I have an interesting problem with my program.

1. I have self-atari detection, but self-atari is allowed for smaller groups like the two stone group because it can make a nakade. 2. Self-atari detection means that in most playouts the program will let the black player suicide, but it won't let the white player suicide because the group is too large. 3. Therefore, it has white winning playing D9 or D7 because the playouts have black suicide 4. It has to squeeze right now because the seki loses the game, while the squeeze wins it. 5. But it misses this because squeezing leads to a few accidental losses in playouts where black plays something that white doesn't respond to

I have thought about this and there's a few solutions:

1. Allow the program to pass late in playouts. In the current implementation this leads to accidental pass-pass playouts when the game is not finished and the program is poor at evaluating boards with dead stones on them.

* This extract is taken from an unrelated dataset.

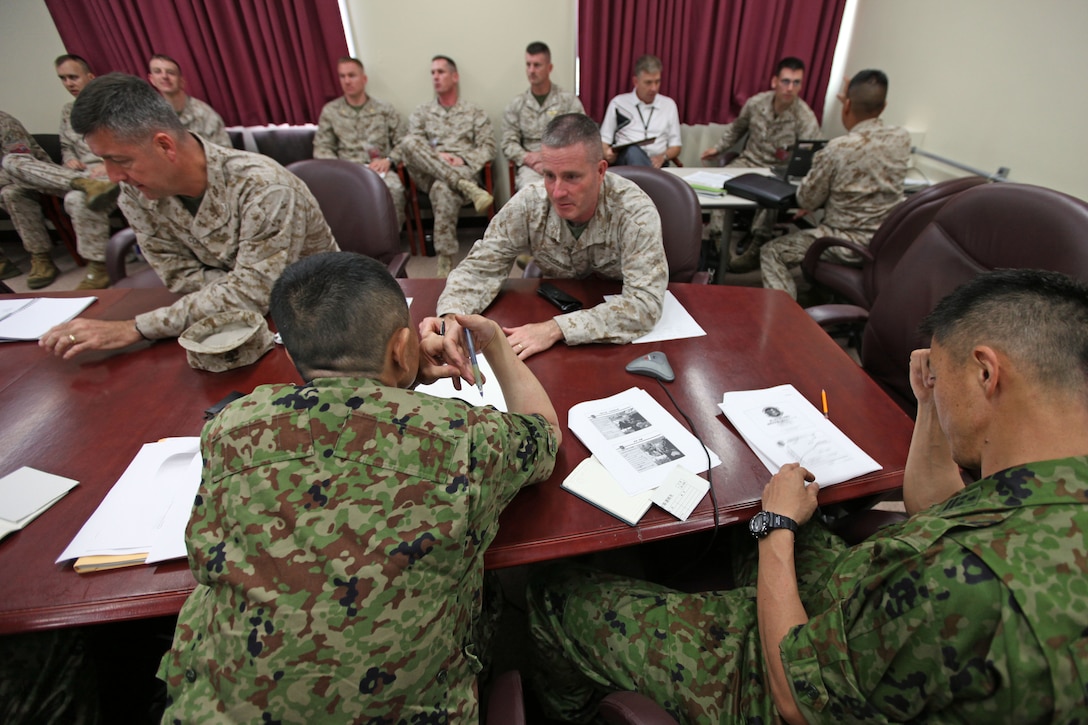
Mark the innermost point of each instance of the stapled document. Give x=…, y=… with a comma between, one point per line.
x=637, y=440
x=781, y=427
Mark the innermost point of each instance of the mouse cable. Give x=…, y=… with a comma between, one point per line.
x=714, y=496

1a. Implement a special passing type that doesn't end the game, but only allows you take back ko or just let your opponent finish their game when you still have legal moves left you don't want to take

1b. Make the program good at deciding dead stones somehow and not worry about pass-pass in playouts as long as it's late enough (what's late enough? 75% of the board filled?)

2. Have custom seki logic that will just prevent you from playing a nakade shape against a group that already has an eye

I noticed that every program does this correctly that I've seen except for the old Mogo for Windows binary. I'd like to know how they do this.